First, it uses the information provided by the scheduler directly for
making its decisions, so it doesn't have to track anything by itself.
Second, it can invoke drivers (supporting that feature) to adjust CPU
performance right away without having to spawn work items to be
executed in process context or similar. Currently, the acpi-cpufreq
driver is the only one supporting that mode of operation, but then it
is used on a large number of systems.
The "schedutil" governor as included here is very simple and mostly
regarded as a foundation for future work on the integration of the
scheduler with CPU power management (in fact, there is work in
progress on top of it already). Nevertheless it works and the
preliminary results obtained with it are encouraging.
There also is some consolidation of CPU frequency management for ARM
platforms that can add their machine IDs the the new stub dt-platdev
driver now and that will take care of creating the requisite platform
device for cpufreq-dt, so it is not necessary to do that in platform
code any more. Several ARM platforms are switched over to using this
generic mechanism.
In addition to that, the intel_pstate driver is now going to respect
CPU frequency limits set by the platform firmware (or a BMC) and
provided via the ACPI _PPC object.
The devfreq subsystem is getting a new "passive" governor for SoCs
subsystems that will depend on somebody else to manage their voltage
rails and its support for Samsung Exynos SoCs is consolidated.

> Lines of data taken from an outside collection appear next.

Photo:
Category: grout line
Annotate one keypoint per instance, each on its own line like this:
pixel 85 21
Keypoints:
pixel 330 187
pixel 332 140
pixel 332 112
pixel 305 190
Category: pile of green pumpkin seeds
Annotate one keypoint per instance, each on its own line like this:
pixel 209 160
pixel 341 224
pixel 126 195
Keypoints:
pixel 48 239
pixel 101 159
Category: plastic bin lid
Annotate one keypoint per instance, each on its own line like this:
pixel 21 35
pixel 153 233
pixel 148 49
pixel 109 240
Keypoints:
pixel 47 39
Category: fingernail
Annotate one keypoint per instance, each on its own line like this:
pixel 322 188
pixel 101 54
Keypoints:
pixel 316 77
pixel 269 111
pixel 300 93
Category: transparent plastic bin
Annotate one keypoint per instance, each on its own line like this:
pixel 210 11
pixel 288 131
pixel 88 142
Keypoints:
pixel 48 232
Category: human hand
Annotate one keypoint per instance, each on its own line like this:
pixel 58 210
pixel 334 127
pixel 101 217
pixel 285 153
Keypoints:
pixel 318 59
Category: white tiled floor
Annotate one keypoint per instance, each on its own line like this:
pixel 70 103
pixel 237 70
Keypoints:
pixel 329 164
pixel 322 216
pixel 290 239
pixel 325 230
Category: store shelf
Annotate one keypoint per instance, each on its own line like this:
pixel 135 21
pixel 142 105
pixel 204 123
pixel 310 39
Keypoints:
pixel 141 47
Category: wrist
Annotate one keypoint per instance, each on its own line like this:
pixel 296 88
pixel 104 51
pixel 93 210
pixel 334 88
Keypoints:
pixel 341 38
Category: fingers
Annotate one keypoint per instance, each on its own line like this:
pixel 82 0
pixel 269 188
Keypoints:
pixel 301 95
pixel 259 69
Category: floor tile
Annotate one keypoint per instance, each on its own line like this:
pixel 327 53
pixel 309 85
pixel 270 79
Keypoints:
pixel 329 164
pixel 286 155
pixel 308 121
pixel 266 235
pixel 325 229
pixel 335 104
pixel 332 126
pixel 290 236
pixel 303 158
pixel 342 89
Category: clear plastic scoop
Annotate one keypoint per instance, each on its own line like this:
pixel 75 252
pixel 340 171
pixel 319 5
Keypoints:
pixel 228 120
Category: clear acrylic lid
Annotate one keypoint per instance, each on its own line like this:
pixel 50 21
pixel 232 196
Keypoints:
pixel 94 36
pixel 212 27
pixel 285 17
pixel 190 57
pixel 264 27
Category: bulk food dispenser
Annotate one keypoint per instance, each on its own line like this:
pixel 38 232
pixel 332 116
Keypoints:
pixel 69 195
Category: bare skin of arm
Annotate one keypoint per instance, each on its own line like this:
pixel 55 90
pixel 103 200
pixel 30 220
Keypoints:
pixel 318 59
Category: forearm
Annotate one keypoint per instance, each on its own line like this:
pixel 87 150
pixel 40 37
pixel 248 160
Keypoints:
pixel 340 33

The rest is support for new hardware (Intel Broxton support in
intel_idle for one example), bug fixes, optimizations and cleanups in
a number of places.
Specifics:
- New cpufreq "schedutil" governor (making decisions based on CPU
utilization information provided by the scheduler and capable of
switching CPU frequencies right away if the underlying driver
supports that) and support for fast frequency switching in the
acpi-cpufreq driver (Rafael Wysocki)
- Consolidation of CPU frequency management on ARM platforms allowing
them to get rid of some platform-specific boilerplate code if they
are going to use the cpufreq-dt driver (Viresh Kumar, Finley Xiao,
Marc Gonzalez)
- Support for ACPI _PPC and CPU frequency limits in the intel_pstate
driver (Srinivas Pandruvada)
- Fixes and cleanups in the cpufreq core and generic governor code
(Rafael Wysocki, Sai Gurrappadi)
- intel_pstate driver optimizations and cleanups (Rafael Wysocki,
Philippe Longepe, Chen Yu, Joe Perches)
- cpufreq powernv driver fixes and cleanups (Akshay Adiga, Shilpasri
Bhat)
- cpufreq qoriq driver fixes and cleanups (Jia Hongtao)
- ACPI cpufreq driver cleanups (Viresh Kumar)

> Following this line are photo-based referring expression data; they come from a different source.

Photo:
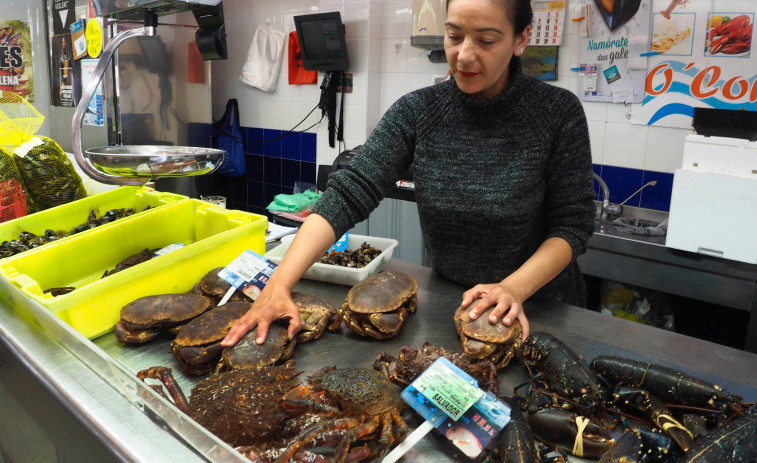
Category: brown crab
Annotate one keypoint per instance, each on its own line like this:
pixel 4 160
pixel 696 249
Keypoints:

- Assorted cpufreq driver updates (Ashwin Chaugule, Geliang Tang,
Javier Martinez Canillas, Paul Gortmaker, Sudeep Holla)
- Assorted cpufreq fixes and cleanups (Joe Perches, Arnd Bergmann)
- Fixes and cleanups in the OPP (Operating Performance Points)
framework, mostly related to OPP sharing, and reorganization of
OF-dependent code in it (Viresh Kumar, Arnd Bergmann, Sudeep Holla)
- New "passive" governor for devfreq (for SoC subsystems that will
rely on someone else for the management of their power resources)
and consolidation of devfreq support for Exynos platforms, coding
style and typo fixes for devfreq (Chanwoo Choi, MyungJoo Ham)
- PM core fixes and cleanups, mostly to make it work better with the
generic power domains (genpd) framework, and updates for that
framework (Ulf Hansson, Thierry Reding, Colin Ian King)
- Intel Broxton support for the intel_idle driver (Len Brown)
- cpuidle core optimization and fix (Daniel Lezcano, Dave Gerlach)
- ARM cpuidle cleanups (Jisheng Zhang)
- Intel Kabylake support for the RAPL power capping driver (Jacob
Pan)
- AVS (Adaptive Voltage Switching) rockchip-io driver update (Heiko
Stuebner)
- Updates for the cpupower tool (Arjun Sreedharan, Colin Ian King,
Mattia Dongili, Thomas Renninger)"
* tag 'pm-4.7-rc1' of git://git.kernel.org/pub/scm/linux/kernel/git/rafael/linux-pm: (112 commits)
intel_pstate: Clean up get_target_pstate_use_performance()
intel_pstate: Use sample.core_avg_perf in get_avg_pstate()
intel_pstate: Clarify average performance computation
intel_pstate: Avoid unnecessary synchronize_sched() during initialization
cpufreq: schedutil: Make default depend on CONFIG_SMP
cpufreq: powernv: del_timer_sync when global and local pstate are equal
cpufreq: powernv: Move smp_call_function_any() out of irq safe block
intel_pstate: Clean up intel_pstate_get()
cpufreq: schedutil: Make it depend on CONFIG_SMP
cpufreq: governor: Fix handling of special cases in dbs_update()
PM / OPP: Move CONFIG_OF dependent code in a separate file
cpufreq: intel_pstate: Ignore _PPC processing under HWP
cpufreq: arm_big_little: use generic OPP functions for {init, free}_opp_table
PM / OPP: add non-OF versions of dev_pm_opp_{cpumask_, }remove_table
cpufreq: tango: Use generic platdev driver
PM / OPP: pass cpumask by reference
cpufreq: Fix GOV_LIMITS handling for the userspace governor
cpupower: fix potential memory leak
PM / devfreq: style/typo fixes
PM / devfreq: exynos: Add the detailed correlation for Exynos5422 bus
..